When most people would turn away, they lean in to take a closer look.
Detective Phil Walden is one of those people. He has spent 25 years on the search unit, scouring the ground inside yellow police tape, documenting the tiniest bits of evidence.
He then heads back to his office to draw up what happened.
“I can barely draw a stick man, but I can do pretty well on here,” Walden said, mentioning a new computer-aided design system used to document crime scenes and save time.
Walden is credited with bringing the technology to the Columbus Division of Police.
“When you have multiple pieces of evidence at a crime scene, that can be tedious,” Walden said.
Crime scenes are built from rough sketches in the field and include the elements necessary to make the case stand up for prosecution.
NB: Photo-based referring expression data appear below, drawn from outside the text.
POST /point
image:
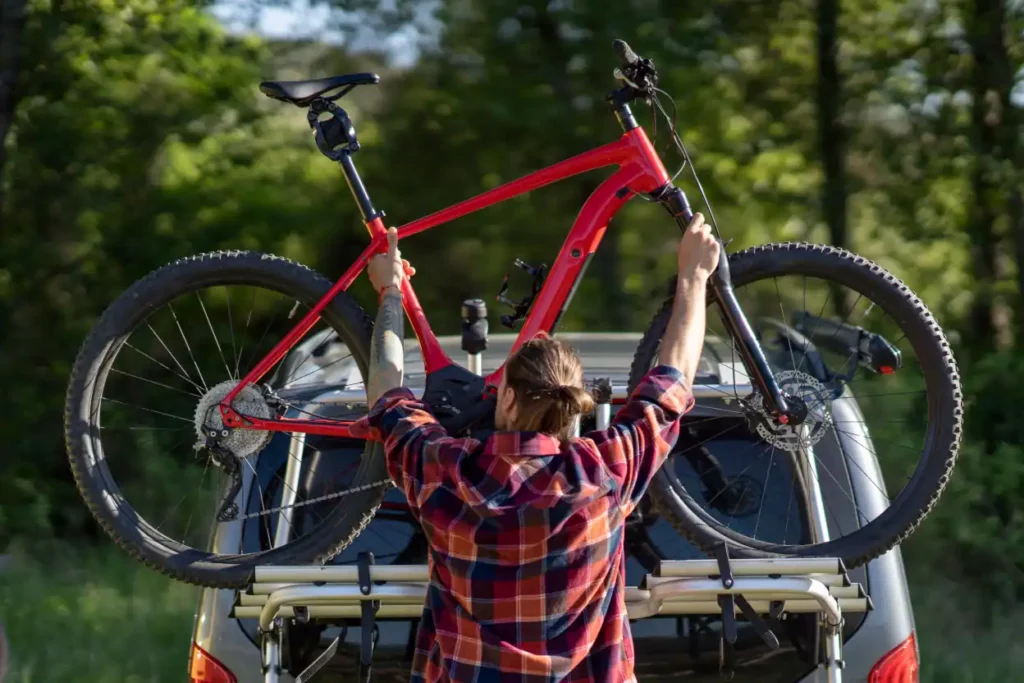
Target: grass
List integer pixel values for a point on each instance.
(97, 614)
(76, 615)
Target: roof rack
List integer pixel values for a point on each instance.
(759, 591)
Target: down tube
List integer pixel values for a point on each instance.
(576, 253)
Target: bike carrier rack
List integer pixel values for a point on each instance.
(758, 591)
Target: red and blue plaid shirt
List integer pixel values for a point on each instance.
(527, 572)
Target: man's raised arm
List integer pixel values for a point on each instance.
(387, 354)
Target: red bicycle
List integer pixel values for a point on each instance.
(179, 360)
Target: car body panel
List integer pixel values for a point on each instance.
(867, 638)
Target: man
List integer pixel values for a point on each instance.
(525, 528)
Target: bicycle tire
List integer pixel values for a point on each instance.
(944, 408)
(85, 390)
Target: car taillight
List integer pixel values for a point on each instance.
(899, 666)
(204, 669)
Walden said he has been on nearly 6,000 crime scenes in his decades-long career. Investigators like him don’t usually get called unless someone is dead. He arrives at the crime scene not as a judge or jury, but to gather evidence.
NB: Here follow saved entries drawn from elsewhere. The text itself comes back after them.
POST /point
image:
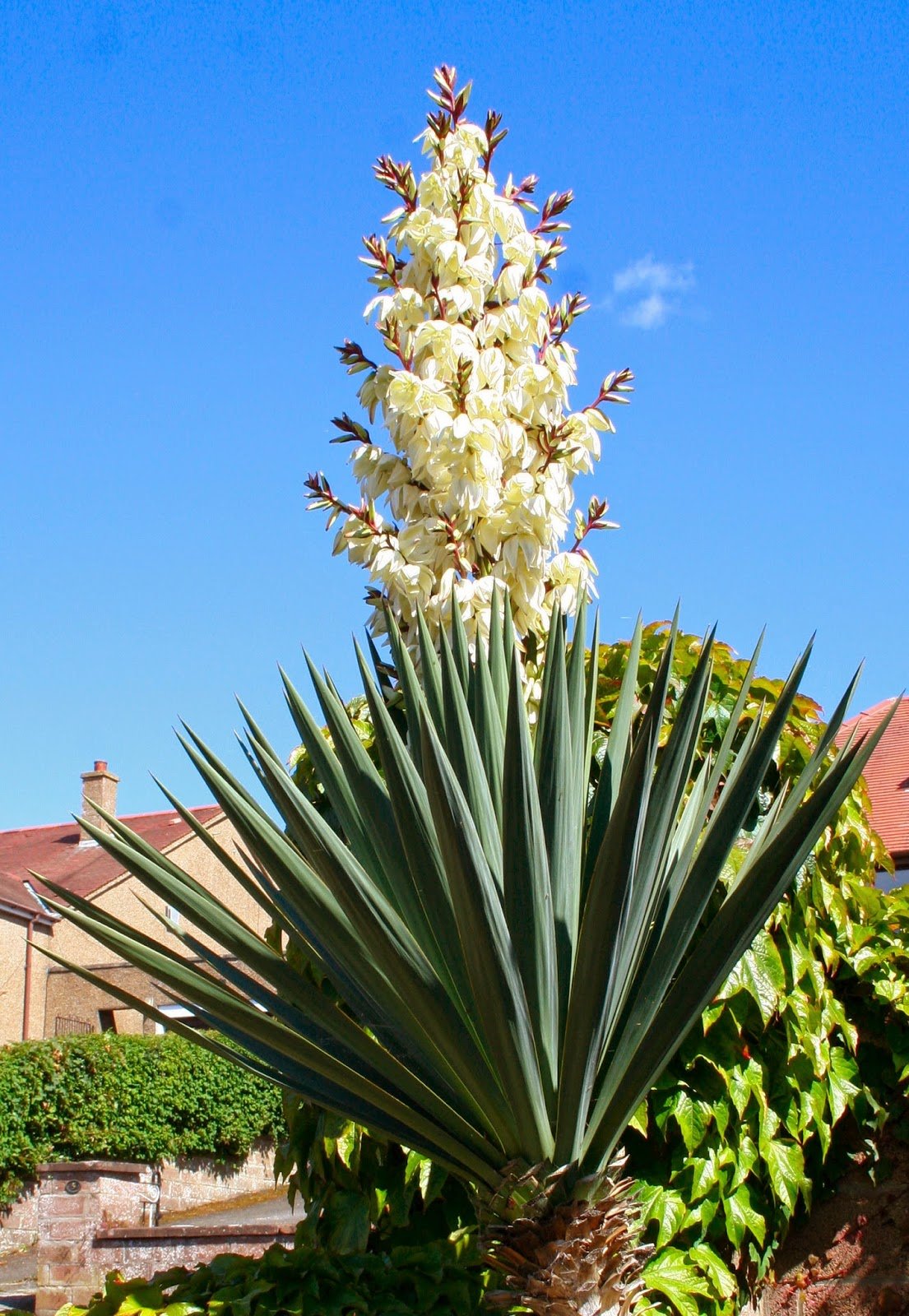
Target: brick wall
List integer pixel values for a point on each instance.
(145, 1252)
(74, 1202)
(184, 1184)
(197, 1181)
(92, 1217)
(19, 1223)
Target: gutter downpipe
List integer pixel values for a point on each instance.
(26, 997)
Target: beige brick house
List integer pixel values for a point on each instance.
(39, 999)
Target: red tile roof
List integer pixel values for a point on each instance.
(54, 852)
(887, 774)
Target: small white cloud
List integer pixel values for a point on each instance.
(649, 313)
(650, 291)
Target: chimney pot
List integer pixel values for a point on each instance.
(98, 787)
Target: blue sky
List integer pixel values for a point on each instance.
(183, 194)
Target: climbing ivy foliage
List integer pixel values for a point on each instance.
(796, 1063)
(803, 1053)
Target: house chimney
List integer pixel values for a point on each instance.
(98, 787)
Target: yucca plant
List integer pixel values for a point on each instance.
(520, 938)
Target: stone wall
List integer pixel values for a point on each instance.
(94, 1217)
(197, 1182)
(74, 1202)
(145, 1252)
(19, 1223)
(184, 1184)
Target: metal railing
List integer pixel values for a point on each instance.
(72, 1026)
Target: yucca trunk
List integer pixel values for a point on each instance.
(579, 1258)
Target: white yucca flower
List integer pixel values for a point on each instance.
(476, 477)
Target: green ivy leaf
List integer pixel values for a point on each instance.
(786, 1165)
(841, 1082)
(692, 1116)
(742, 1216)
(670, 1273)
(715, 1267)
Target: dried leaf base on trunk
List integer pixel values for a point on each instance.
(581, 1258)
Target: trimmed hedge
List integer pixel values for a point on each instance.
(128, 1098)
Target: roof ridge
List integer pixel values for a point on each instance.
(121, 818)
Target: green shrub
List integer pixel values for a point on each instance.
(801, 1059)
(804, 1052)
(437, 1280)
(125, 1098)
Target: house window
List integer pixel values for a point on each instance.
(180, 1012)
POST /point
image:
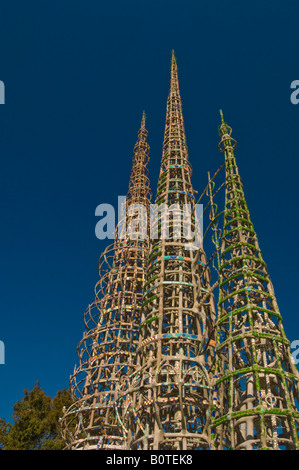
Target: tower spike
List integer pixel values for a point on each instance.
(170, 391)
(107, 351)
(257, 381)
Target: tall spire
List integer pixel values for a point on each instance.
(107, 351)
(169, 393)
(257, 383)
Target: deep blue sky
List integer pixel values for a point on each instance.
(78, 75)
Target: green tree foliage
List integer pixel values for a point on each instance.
(36, 422)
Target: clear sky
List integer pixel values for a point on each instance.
(77, 76)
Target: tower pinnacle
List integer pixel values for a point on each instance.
(257, 382)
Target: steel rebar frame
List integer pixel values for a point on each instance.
(167, 400)
(256, 381)
(107, 352)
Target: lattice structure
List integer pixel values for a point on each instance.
(257, 382)
(167, 404)
(107, 351)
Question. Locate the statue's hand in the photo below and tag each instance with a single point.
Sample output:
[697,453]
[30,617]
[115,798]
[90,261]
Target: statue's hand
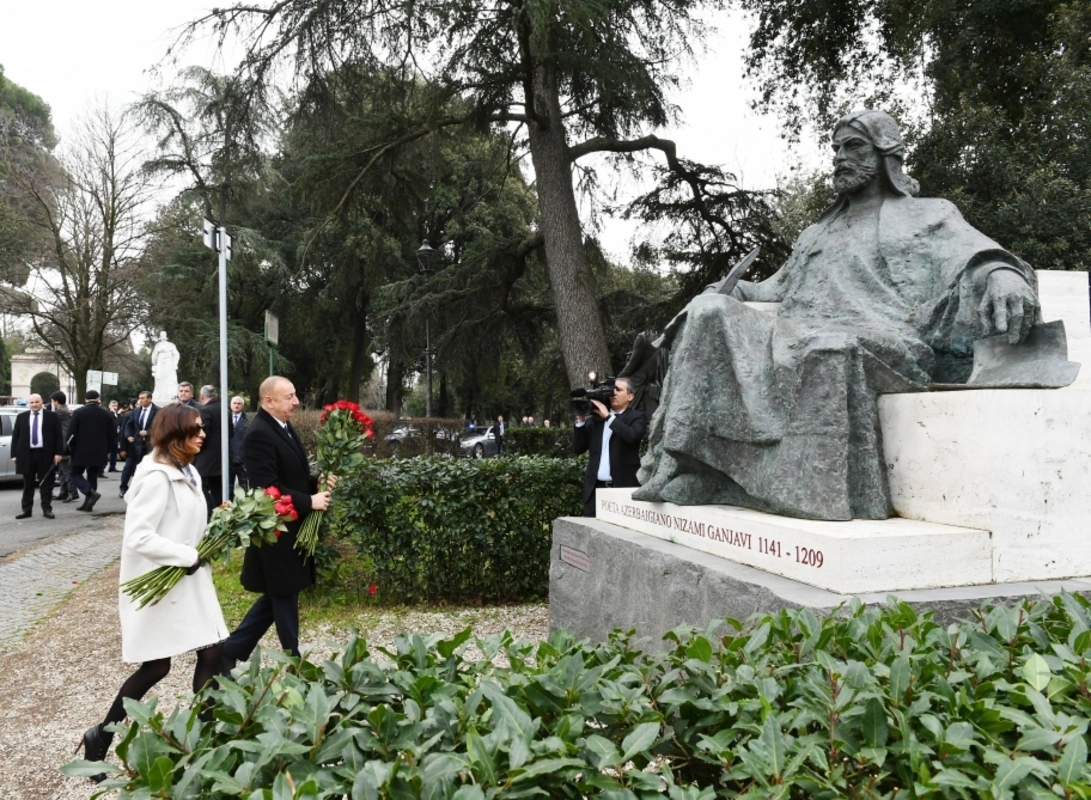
[1009,306]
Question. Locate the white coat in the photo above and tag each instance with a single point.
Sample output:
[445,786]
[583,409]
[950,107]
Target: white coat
[164,523]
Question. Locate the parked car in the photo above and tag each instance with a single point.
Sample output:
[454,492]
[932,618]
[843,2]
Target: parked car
[479,443]
[410,436]
[8,415]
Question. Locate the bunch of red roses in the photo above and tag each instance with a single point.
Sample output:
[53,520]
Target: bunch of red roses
[343,429]
[283,504]
[255,517]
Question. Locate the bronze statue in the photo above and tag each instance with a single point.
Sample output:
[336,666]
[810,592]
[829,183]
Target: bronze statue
[886,293]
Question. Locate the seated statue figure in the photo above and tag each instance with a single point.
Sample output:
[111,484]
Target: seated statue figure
[779,413]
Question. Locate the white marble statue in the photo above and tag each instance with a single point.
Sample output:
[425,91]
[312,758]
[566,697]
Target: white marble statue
[165,359]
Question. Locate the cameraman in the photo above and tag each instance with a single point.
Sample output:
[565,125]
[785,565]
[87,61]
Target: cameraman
[612,437]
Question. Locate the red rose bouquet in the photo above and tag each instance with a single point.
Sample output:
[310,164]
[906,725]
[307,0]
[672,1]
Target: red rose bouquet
[255,517]
[343,430]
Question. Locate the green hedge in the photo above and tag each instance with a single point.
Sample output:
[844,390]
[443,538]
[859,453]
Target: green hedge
[873,703]
[456,529]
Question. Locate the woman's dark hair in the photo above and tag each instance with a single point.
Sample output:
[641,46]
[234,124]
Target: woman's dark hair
[171,427]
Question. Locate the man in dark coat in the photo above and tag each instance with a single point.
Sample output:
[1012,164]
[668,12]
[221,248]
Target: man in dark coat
[134,437]
[208,464]
[68,492]
[117,437]
[239,422]
[36,445]
[274,456]
[91,432]
[612,438]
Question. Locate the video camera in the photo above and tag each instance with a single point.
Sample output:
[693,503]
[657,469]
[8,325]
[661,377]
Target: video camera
[600,390]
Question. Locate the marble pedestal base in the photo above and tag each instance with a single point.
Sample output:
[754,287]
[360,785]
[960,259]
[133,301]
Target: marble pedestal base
[604,576]
[842,557]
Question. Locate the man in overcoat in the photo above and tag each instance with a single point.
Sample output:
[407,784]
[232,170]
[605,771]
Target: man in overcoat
[91,432]
[612,440]
[36,445]
[134,437]
[208,461]
[275,456]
“When they’re gone, it doesn’t matter what kind of lifestyle they lived before they got there, or before they got into this position of being dead,” he said. “Our job is to find out what happened.”
Walden was recently named Central Ohio Crime Stopper’s Officer of the Month for his longevity and dedication. He has never taken a sick day in 33 years on the force.
“I’ve told everyone, if I’m not dead or dying, I’ll be at work,” Walden said.
Though Walden deals with crime and death on a daily basis, he said it’s not all bad.
“The end result is good, when we’re able to do things to help solve cases and to help solve crimes,” Walden said.
Walden plans to retire at the end of the year. He joined the Columbus Division of Police in 1980.